BJ’s should be in a position to establish a broader rollout in the coming months.
“It doesn't have as much cannibalization against our own product in the analysis that we've done,” Levin said.”But we've kind of held back on giving specifics as we want to see how these things continue to grow over time in the test period.”
Levin noted that the real opportunity for BJ’s is not so much returning to 100 percent sales volume, but 105 percent or 110 percent compared to pre-pandemic figures. He said they’ll accomplish that by holding on to off-premises and continuing to grow the beer subscription club.
“I think that gives us really this opportunity to take sales above the $110,000 weekly sales average that was kind of our historic trend line,” Levin said. "And when we start to bring that above there, we're ultimately going to bring down more dollars down to the bottom line, and dollars is what we take to the bank.

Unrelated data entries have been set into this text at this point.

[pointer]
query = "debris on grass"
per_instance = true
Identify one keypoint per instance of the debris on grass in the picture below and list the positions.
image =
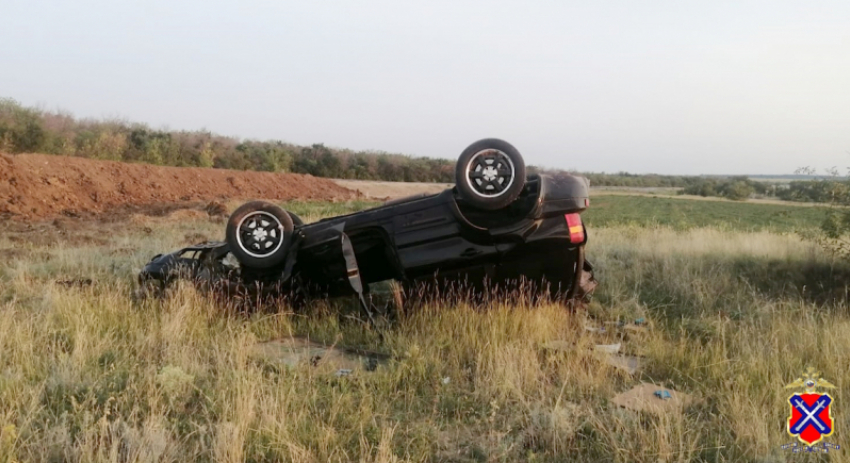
(651, 398)
(296, 351)
(607, 348)
(628, 363)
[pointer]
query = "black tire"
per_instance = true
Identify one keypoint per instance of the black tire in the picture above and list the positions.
(490, 174)
(259, 234)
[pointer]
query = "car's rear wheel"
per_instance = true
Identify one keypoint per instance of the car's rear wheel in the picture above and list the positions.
(259, 234)
(490, 174)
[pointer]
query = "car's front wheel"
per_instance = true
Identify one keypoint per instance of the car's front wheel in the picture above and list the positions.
(490, 174)
(259, 234)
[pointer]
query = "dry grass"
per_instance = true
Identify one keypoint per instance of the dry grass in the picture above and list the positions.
(87, 375)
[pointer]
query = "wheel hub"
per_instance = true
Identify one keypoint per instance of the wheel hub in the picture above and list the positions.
(490, 173)
(260, 234)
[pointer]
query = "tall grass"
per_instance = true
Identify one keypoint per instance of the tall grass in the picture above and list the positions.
(86, 374)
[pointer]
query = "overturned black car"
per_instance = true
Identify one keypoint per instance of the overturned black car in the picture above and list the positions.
(497, 227)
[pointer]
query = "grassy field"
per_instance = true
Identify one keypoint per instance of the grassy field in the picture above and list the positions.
(737, 306)
(684, 214)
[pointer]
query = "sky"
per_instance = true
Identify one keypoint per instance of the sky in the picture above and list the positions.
(678, 87)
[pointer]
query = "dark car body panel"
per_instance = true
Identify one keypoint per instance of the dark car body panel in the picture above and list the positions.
(428, 238)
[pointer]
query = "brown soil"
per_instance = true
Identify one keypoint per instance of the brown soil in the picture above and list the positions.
(37, 186)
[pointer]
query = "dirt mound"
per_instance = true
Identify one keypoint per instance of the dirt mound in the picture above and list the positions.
(37, 186)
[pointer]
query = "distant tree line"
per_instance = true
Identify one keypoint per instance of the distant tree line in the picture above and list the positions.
(30, 130)
(735, 188)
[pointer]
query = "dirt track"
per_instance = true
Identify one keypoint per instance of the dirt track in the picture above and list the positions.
(37, 186)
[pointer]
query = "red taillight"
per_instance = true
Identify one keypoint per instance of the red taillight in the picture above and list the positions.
(575, 227)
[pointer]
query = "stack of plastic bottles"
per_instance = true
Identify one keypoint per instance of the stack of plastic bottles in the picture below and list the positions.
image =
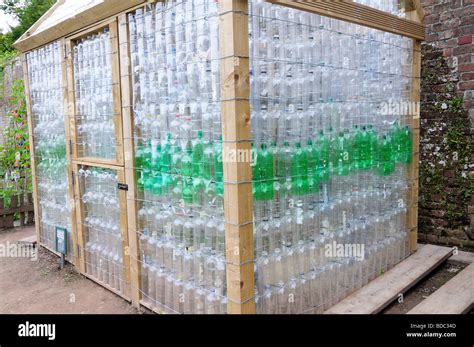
(395, 7)
(95, 116)
(175, 64)
(331, 164)
(47, 104)
(101, 225)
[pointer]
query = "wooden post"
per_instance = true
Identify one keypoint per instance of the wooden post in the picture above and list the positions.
(124, 233)
(80, 215)
(117, 98)
(70, 178)
(413, 170)
(236, 135)
(32, 148)
(129, 155)
(415, 14)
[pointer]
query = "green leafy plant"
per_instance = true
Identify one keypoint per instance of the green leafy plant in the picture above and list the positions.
(15, 160)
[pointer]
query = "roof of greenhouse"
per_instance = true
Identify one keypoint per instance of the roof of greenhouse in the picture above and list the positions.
(68, 16)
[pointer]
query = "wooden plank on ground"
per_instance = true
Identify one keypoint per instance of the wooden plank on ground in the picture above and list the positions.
(379, 293)
(30, 240)
(455, 297)
(463, 257)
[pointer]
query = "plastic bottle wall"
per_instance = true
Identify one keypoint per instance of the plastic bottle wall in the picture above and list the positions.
(47, 105)
(95, 118)
(332, 156)
(395, 7)
(101, 227)
(178, 161)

So I think there's that opportunity for more dollars per restaurant week coming to us as we grow our sales volumes.”
Though the environment is still hectic, BJ’s hasn’t taken its eyes off development. The restaurant is on track to debut two stores in Q2—one in Merrilville, Indiana, and another in Lansing, Michigan. A third location will open in Richmond, Virginia, in Q3. The long-term goal, according to Levin, is to return to minimum unit growth of 5 percent, which would be around 10 restaurants annually. Going into 2023, the idea would be to move into the low teens. BJ’s has an overall goal of reaching at least 425 domestic restaurants.
BJ’s has opened 18 restaurants in a year before, so Levin knows it’s possible. However, he emphasized that BJ’s will prioritize quality over quantity.
"We want to make sure we always have great quality sites and are building that pipeline,” Levin said. “And really, we've said this before, and I think there's a good opportunity for us to exceed this. But that would be somewhere in that 5 percent, 6 percent, 7 percent unit growth, start thinking about 2 percent to 3 percent comp sales and you get yourself to around 10 percent revenue growth. And then our ability to leverage in the middle of the P&L allows us to drive EBITDA earnings growth into the low-double digits.”
First-quarter revenues decreased 12.3 percent to $223.3 million year-over-year, and same-store sales declined 13 percent. BJ’s swung a net loss of $3.1 million compared to a net loss of $4.3 million in 2020, and earned an adjusted EBITDA of $12.7 million, compared to $15.1 million last year.